Google Gen AI Python SDK: A Complete Guide

Generative AI models are changing how we create content, whether it’s text, images, video, or code. With Google’s Gen AI Python SDK, you can now access and interact with Google’s generative AI models in your Python applications more easily, in addition to using the Gemini Developer API and Vertex AI APIs. That means developers can more readily create applications, including chatbots, content generators, or creative tools.
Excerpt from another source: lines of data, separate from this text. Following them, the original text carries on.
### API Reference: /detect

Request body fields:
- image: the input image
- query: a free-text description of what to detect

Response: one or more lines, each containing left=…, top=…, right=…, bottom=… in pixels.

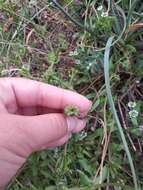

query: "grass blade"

left=104, top=37, right=139, bottom=190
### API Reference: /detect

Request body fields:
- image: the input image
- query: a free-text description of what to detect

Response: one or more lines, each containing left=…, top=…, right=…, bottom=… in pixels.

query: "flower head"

left=97, top=5, right=103, bottom=11
left=129, top=110, right=139, bottom=118
left=128, top=102, right=136, bottom=108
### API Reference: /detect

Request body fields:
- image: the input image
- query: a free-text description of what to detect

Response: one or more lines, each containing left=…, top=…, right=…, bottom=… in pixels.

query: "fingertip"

left=72, top=119, right=86, bottom=133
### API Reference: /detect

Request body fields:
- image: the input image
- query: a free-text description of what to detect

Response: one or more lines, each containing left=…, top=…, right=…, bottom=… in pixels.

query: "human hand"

left=0, top=78, right=91, bottom=190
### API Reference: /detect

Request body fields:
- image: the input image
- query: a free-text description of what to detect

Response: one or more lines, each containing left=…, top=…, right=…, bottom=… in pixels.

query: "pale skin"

left=0, top=78, right=91, bottom=190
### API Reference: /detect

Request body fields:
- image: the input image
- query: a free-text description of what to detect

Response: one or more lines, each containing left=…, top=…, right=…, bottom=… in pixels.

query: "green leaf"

left=77, top=170, right=92, bottom=186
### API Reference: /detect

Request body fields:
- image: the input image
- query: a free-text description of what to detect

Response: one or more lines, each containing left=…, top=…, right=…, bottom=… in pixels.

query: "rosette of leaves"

left=64, top=105, right=80, bottom=117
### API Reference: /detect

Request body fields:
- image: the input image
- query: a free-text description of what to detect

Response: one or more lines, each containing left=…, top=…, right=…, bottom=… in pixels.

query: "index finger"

left=0, top=78, right=91, bottom=115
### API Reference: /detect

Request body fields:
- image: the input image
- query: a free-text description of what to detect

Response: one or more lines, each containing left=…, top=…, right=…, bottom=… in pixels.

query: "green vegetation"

left=0, top=0, right=143, bottom=190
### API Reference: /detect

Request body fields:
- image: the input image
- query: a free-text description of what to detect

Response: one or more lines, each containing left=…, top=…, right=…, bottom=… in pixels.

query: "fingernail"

left=67, top=117, right=86, bottom=132
left=72, top=119, right=86, bottom=133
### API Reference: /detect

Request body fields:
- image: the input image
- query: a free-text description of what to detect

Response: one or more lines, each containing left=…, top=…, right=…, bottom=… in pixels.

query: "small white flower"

left=97, top=5, right=103, bottom=11
left=128, top=102, right=136, bottom=108
left=129, top=110, right=139, bottom=118
left=101, top=12, right=108, bottom=17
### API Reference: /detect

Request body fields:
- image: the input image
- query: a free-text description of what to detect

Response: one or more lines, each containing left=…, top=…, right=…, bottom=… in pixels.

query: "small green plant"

left=64, top=105, right=80, bottom=117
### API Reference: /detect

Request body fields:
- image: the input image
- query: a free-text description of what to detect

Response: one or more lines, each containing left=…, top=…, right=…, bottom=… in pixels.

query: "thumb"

left=12, top=114, right=85, bottom=153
In this article, we will cover everything you need to know to get started using the Google Gen AI Python SDK.

Also read: Build an LLM Model using Google Gemini API

What is the Google Gen AI Python SDK?

The Google Gen AI Python SDK is a client library for developers to use Google’s generative AI abilities easily using Python. It provides:

Support for Gemini Developer API (Google’s advanced text and multimodal generative models)
Integration with Vertex AI APIs for enterprise-scale AI workloads
Support for generating text, images, videos, embeddings, chat conversations, and more
Tools for file management, caching, and async support
Advanced function calling and schema enforcement features

This SDK also abstracts much of the complexity around API calls and allows you to focus on building AI-powered applications.

Installation

Installing the SDK is simple. Run:

pip install google-genai

The above command will install the Google Gen AI Python SDK package using pip. This command downloads everything you need for the Python environment to start up the Google generative AI services, including the resources and all dependencies.

Imports and Client Setup

Once you have installed the SDK, create a Python file and import the SDK:

from google import genai
from google.genai import types

The SDK has two modules – genai and types. The genai module creates a client used for API interaction, while the types module has data structures and classes that serve as helpers used to build requests and configure request parameters.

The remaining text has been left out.